The R^2 is also the highest when there are 8 or more components included, but can only explain about 90% of the variability in the data. Which is surprising to me, because I would have hoped that having less than the full set of coefficients would make a nice prediction model. Knowing this we can create a prediction model and work from there. Since R^2 is the highest when there are 8 or more components, starting with 9 might be the best bet.
# Now let's train and test our model
train <- lowbwt[1:126, ]
y_test <- lowbwt[127:189, 1]
test <- lowbwt[127:189,-1]
pcr_pred <- predict(pcr_model, test, ncomp = 9)
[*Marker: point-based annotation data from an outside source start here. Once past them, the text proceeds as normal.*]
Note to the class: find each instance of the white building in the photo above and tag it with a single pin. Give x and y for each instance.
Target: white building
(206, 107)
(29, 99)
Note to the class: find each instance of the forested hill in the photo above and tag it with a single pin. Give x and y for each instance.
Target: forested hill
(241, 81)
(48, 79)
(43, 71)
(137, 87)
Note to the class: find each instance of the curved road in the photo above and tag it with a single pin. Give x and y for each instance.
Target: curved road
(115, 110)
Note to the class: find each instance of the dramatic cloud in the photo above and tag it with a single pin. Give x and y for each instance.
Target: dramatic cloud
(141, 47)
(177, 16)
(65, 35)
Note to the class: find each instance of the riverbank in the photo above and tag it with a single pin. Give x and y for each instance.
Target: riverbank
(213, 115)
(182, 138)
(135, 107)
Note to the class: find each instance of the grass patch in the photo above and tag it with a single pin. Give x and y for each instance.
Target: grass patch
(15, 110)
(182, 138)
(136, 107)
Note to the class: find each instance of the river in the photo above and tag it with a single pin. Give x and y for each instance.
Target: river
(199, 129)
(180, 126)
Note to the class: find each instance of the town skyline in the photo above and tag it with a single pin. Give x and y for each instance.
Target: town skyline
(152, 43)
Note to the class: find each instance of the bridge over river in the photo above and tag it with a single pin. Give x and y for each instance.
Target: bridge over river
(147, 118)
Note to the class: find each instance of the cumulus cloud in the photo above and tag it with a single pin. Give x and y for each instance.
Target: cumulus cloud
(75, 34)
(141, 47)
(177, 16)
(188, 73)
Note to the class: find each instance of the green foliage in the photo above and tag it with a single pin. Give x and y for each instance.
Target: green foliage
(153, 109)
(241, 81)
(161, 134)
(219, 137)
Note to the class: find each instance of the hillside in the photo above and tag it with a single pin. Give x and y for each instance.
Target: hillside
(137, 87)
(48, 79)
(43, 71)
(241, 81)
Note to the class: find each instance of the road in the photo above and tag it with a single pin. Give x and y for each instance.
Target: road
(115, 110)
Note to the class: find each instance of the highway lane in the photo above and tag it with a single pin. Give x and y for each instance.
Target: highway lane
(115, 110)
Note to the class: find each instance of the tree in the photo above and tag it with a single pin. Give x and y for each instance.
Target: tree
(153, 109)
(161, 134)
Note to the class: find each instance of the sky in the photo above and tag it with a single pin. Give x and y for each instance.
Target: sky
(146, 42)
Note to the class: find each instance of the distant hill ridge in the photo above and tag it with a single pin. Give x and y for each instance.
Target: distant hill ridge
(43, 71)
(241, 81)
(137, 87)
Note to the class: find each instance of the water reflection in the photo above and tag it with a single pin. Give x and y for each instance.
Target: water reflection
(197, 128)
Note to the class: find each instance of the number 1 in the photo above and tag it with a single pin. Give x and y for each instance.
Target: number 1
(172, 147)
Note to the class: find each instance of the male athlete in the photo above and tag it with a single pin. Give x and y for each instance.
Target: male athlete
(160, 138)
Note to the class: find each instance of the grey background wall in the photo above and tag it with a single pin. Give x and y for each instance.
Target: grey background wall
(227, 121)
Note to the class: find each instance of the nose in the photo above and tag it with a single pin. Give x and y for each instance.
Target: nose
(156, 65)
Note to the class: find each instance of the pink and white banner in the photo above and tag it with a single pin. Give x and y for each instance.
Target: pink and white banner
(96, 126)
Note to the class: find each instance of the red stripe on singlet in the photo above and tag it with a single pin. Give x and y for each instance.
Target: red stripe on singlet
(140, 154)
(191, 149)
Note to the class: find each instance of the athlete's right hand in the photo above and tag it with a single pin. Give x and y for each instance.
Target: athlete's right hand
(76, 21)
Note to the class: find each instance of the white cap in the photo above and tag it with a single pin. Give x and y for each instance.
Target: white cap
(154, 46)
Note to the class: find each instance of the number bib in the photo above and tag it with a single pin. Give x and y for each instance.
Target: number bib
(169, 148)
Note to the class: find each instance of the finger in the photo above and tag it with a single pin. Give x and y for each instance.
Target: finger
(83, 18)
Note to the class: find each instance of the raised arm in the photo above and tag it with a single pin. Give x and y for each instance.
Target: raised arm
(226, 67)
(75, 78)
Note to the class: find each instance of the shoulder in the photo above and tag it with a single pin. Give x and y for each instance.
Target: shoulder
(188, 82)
df_predict <- data.frame(pcr_pred,y_test)
summary(df_predict)
## LOW.9.comps LOW
## Min. :-0.8156 Min. :0.0000
## 1st Qu.: 0.5905 1st Qu.:1.0000
## Median : 0.6760 Median :1.0000
## Mean : 0.6702 Mean :0.9365
## 3rd Qu.: 0.8270 3rd Qu.:1.0000
## Max. : 1.3639 Max. :1.0000
mse <- mean((df_predict$LOW.9.comps-df_predict$LOW)^2)
rmse <- sqrt(mse)
rmse
## [1] 0.3310249
predplot(pcr_model)
By looking at the PCR prediction numbers and using them to get the RMSE of the test data the result is 0.33 which was similar to our earlier models. I think it’s safe to say that using less than 8 wouldn’t be very accurate, so based off of PCR, a good model would require 9 components.